最新のスマートフォンに搭載されている音声認識、じつはスゴイ技術が使われている。たとえば、「東京」という単語だけでも、「トウキョウ」や「トーキョー」など人によって微妙に発音が違うからだ。単語だけでなく、文で意味を理解するのは、さらに難しい。「東京の天気は?」なら大丈夫でも、「明日、東京の天気は?」になると3つの単語が絡み合ってる。友人に「明日、東京は晴れるの?」って聞いたら「明日と今日?どっちの天気?」って聞き返されたことがあった。「あす、とうきょう」と「あすと、きょう」を聞き間違えたらしい。
使えない!なんてガッカリする前に
たとえば、「田中さん」といえば田中さん本人を指すけれど、「田中さんのネコ」といえばペットのことだし「田中さんのネコの首輪」といえばペットのアクセサリーのことだし、「田中さんのネコの首輪を飼ったお店」だとお店が主体になる。単語が「入れ子」になった状態で、日本語や英語はもちろん、どんな言語でも共通にある構造だといわれている。人間はそんな構造を自然に理解するが、機械にとっては文にある意味を理解することは、とても難しい。
マジシャンのセリフの秘密は余計なことをいわないこと
「タネも仕掛けもないトランプです」、昔のマジックはこんなセリフではじまることが多かった。しかし、近代になると「仕掛けがないのなら、それをワザワザ言う必要があるのか?逆にあやしいのでは……」と現代のマジシャンの間で論じられ、ただ「トランプです」などシンプルなセリフをいうマジシャンが世界中で増えてきた。

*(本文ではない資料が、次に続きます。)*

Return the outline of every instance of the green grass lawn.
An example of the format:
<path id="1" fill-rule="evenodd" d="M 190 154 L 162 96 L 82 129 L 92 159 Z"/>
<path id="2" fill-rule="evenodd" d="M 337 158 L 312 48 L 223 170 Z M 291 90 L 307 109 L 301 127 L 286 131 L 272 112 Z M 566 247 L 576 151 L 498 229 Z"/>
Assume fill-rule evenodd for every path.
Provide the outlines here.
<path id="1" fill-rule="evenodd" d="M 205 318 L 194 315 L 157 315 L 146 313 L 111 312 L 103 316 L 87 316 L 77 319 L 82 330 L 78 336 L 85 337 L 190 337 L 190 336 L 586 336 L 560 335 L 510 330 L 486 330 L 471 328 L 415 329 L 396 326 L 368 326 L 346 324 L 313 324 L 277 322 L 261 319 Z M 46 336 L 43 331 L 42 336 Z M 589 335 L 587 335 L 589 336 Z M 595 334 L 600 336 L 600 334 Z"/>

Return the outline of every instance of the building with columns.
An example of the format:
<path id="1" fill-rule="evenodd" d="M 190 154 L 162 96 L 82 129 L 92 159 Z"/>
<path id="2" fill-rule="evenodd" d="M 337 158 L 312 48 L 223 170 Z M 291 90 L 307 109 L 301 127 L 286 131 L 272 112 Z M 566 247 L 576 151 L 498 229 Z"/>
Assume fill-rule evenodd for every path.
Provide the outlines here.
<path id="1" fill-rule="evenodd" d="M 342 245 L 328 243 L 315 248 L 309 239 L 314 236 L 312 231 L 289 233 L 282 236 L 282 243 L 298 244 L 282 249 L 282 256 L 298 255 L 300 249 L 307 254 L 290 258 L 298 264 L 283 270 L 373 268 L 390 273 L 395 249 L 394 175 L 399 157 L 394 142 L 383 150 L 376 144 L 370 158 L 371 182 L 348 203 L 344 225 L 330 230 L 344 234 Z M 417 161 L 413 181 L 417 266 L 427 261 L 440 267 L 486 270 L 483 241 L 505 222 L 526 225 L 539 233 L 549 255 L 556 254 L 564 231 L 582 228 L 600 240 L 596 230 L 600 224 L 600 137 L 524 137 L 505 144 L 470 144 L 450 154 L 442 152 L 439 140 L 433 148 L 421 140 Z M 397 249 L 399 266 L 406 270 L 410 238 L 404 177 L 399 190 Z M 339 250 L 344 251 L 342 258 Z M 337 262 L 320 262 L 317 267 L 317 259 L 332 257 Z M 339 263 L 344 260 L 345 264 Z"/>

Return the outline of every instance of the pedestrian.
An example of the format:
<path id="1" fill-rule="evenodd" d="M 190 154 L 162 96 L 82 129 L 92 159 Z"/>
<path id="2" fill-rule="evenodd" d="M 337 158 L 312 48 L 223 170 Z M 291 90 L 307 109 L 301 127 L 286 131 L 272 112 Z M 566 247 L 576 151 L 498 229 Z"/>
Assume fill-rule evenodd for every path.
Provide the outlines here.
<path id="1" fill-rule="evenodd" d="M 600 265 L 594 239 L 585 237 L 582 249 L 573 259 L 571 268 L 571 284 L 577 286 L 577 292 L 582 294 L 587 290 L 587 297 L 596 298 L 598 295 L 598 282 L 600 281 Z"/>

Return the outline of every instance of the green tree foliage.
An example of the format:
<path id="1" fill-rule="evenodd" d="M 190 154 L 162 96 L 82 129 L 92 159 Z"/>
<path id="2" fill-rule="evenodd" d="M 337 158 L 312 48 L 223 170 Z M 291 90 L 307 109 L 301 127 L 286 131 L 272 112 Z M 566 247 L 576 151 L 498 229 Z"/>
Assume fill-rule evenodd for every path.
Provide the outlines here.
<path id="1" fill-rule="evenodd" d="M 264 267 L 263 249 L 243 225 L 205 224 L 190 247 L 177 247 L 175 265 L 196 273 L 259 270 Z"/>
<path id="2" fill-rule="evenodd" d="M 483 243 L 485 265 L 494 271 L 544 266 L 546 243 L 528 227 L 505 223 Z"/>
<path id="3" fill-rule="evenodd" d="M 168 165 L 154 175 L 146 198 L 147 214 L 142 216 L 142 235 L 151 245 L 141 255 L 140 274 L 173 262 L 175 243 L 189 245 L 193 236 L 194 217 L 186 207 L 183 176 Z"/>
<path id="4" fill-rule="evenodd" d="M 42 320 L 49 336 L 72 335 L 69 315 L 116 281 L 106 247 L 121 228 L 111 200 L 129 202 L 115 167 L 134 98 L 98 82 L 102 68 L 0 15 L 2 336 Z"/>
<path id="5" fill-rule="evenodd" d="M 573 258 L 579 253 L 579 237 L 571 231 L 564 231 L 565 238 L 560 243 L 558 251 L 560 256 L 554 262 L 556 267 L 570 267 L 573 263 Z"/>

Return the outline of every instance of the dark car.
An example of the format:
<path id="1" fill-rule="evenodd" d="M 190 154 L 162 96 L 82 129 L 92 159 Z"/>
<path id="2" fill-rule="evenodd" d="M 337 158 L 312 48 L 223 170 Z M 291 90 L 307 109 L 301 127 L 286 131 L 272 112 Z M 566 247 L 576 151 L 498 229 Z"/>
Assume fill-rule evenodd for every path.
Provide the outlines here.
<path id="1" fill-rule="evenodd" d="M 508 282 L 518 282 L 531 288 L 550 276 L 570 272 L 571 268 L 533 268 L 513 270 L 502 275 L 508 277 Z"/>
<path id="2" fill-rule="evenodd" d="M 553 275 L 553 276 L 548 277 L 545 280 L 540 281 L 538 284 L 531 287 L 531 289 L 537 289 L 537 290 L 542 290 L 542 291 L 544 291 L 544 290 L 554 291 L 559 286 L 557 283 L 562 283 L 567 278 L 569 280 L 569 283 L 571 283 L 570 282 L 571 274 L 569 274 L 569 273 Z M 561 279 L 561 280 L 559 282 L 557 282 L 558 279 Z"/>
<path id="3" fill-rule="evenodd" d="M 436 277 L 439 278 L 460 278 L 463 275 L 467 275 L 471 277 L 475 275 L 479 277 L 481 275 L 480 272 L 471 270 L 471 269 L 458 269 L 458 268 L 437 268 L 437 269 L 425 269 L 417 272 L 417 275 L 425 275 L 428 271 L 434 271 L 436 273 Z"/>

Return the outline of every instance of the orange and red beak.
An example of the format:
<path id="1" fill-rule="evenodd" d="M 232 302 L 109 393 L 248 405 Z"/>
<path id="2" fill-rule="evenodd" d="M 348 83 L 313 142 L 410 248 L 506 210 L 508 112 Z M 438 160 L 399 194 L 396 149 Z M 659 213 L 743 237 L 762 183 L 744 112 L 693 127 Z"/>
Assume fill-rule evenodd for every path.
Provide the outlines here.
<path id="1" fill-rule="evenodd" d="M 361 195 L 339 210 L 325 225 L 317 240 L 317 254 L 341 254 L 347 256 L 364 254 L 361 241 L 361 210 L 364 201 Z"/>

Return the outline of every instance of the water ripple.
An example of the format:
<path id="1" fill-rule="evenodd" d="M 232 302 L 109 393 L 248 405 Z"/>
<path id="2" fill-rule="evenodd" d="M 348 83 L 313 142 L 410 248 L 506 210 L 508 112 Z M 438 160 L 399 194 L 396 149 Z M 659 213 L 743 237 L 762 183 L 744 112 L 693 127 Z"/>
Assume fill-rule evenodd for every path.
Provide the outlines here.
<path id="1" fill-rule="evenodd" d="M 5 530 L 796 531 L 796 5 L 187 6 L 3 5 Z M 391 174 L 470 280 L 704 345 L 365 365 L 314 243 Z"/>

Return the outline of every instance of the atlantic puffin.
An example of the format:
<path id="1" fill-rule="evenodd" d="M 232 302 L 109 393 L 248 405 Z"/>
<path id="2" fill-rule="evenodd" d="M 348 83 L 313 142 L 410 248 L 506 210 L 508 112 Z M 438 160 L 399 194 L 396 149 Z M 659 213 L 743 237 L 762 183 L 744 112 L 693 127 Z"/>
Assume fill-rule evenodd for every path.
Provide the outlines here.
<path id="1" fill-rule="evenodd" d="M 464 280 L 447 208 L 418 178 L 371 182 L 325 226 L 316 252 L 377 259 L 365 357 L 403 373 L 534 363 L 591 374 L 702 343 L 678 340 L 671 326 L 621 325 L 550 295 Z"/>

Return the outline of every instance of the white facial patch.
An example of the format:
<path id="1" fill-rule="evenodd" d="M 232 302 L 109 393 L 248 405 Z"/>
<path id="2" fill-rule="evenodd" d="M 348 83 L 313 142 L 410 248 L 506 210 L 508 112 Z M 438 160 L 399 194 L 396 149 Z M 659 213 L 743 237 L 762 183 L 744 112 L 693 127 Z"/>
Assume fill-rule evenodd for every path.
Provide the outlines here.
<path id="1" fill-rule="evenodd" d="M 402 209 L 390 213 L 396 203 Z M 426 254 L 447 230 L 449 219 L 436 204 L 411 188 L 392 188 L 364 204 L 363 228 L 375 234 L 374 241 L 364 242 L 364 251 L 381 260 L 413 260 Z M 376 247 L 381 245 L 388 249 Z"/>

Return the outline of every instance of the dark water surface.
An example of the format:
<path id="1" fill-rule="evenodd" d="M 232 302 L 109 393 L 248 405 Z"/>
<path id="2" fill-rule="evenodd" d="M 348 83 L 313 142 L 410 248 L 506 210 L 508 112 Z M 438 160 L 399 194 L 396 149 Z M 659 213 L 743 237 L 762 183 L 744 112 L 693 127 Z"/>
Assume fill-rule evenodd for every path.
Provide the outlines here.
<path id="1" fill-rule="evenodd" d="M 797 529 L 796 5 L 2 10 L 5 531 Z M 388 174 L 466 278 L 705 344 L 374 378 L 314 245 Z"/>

考えてみれば、道で「ちょっと、すいません。僕は怪しいものではないんですけどね……」なんて知らない誰かが話しかけてきたら、それだけでスゴく怪しい。「すいません。〇〇駅に行くには……」とシンプルに話しかけたほうが、相手は質問の意味をすぐに理解する。
普段の会話やTwitterでも、ちょっと余計な一言を加えてしまい、相手に誤解されてしまうことが度々おきる。だからといって、単語だけでコミュニケーションをとるのはちょっと悲しい。「メシ!」「フロ!」「ネル!」の3つの単語で家庭内の会話を済ませてしまえたのは、遠い昔の話なのだろう。一部の人はコッソリと憧れるのかもしれないけれど……。